After an appellant’s court-appointed counsel files a motion to withdraw on the ground that the appeal is frivolous and fulfills the requirements of Anders, this court is obligated to undertake an independent examination of the record. See Stafford v. State, 813 S.W.2d 503, 511 (Tex. Crim. App. 1991); Mays v. State, 904 S.W.2d 920, 922–23 (Tex. App.—Fort Worth 1995, no pet.). Only then may we grant counsel’s motion to withdraw. See Penson v. Ohio, 488 U.S. 75, 82–83, 109 S. Ct. 346, 351 (1988).

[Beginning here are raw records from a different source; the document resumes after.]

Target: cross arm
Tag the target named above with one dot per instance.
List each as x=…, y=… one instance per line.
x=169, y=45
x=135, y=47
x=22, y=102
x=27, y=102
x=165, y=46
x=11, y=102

Because Appellant entered an open plea of guilty, our independent review for potential error is limited to potential jurisdictional defects, the voluntariness of Appellant’s plea, error that is not independent of and supports the judgment of guilt, and error occurring after entry of the guilty plea. See Monreal v. State, 99 S.W.3d 615, 620 (Tex. Crim. App. 2003).
We have carefully reviewed counsel’s brief, Appellant’s pro se brief, and the appellate record. We agree with counsel that this appeal is wholly frivolous and without merit; we find nothing in the record that arguably might support any appeal. See Bledsoe v. State, 178 S.W.3d 824, 827–28 (Tex. Crim. App. 2005). Accordingly, we grant counsel’s motion to withdraw and affirm the trial court’s judgment.
PER CURIAM
PANEL: GARDNER, DAUPHINOT, and WALKER, JJ.
DO NOT PUBLISH
Tex. R. App. P. 47.2(b)
DELIVERED: November 23, 2011
[1]See Tex. R. App. P. 47.4.
[2]Appellant was charged with felony DWI based on two prior DWI convictions. See Tex. Penal Code Ann. § 49.09(b)(2) (West Supp. 2011) (providing that DWI is a third-degree felony if it is shown that the defendant was twice previously convicted of DWI offenses).
[3]Appellant’s potential sentencing range was enhanced from that of a third-degree felony to that of a first-degree felony based on a January 1990 felony conviction for burglary of a habitation and a September 1990 felony conviction for escape. See Tex. Penal Code Ann. § 12.42(d) (West Supp. 2011) (setting sentencing range at twenty-five to life for felony conviction with two prior felony convictions).
[4]In the brief, Counsel presented an “arguable” point of error concerning the admission of two documents but explained in detail why the alleged error is harmless.
[5]Appellant contends in his first point that his sentence was improperly enhanced by using his two prior DWI convictions both to enhance the offense to a third-degree felony and to enhance the punishment range to that of a first-degree felony, but Appellant omits that the State alleged and proved two other prior felonies that were used to enhance his sentence to that of a first-degree felony. Appellant argues in his second point that his twenty-five year sentence is disproportionate, but it is the minimum he could have received under these circumstances. See Tex. Penal Code Ann. § 12.42(d).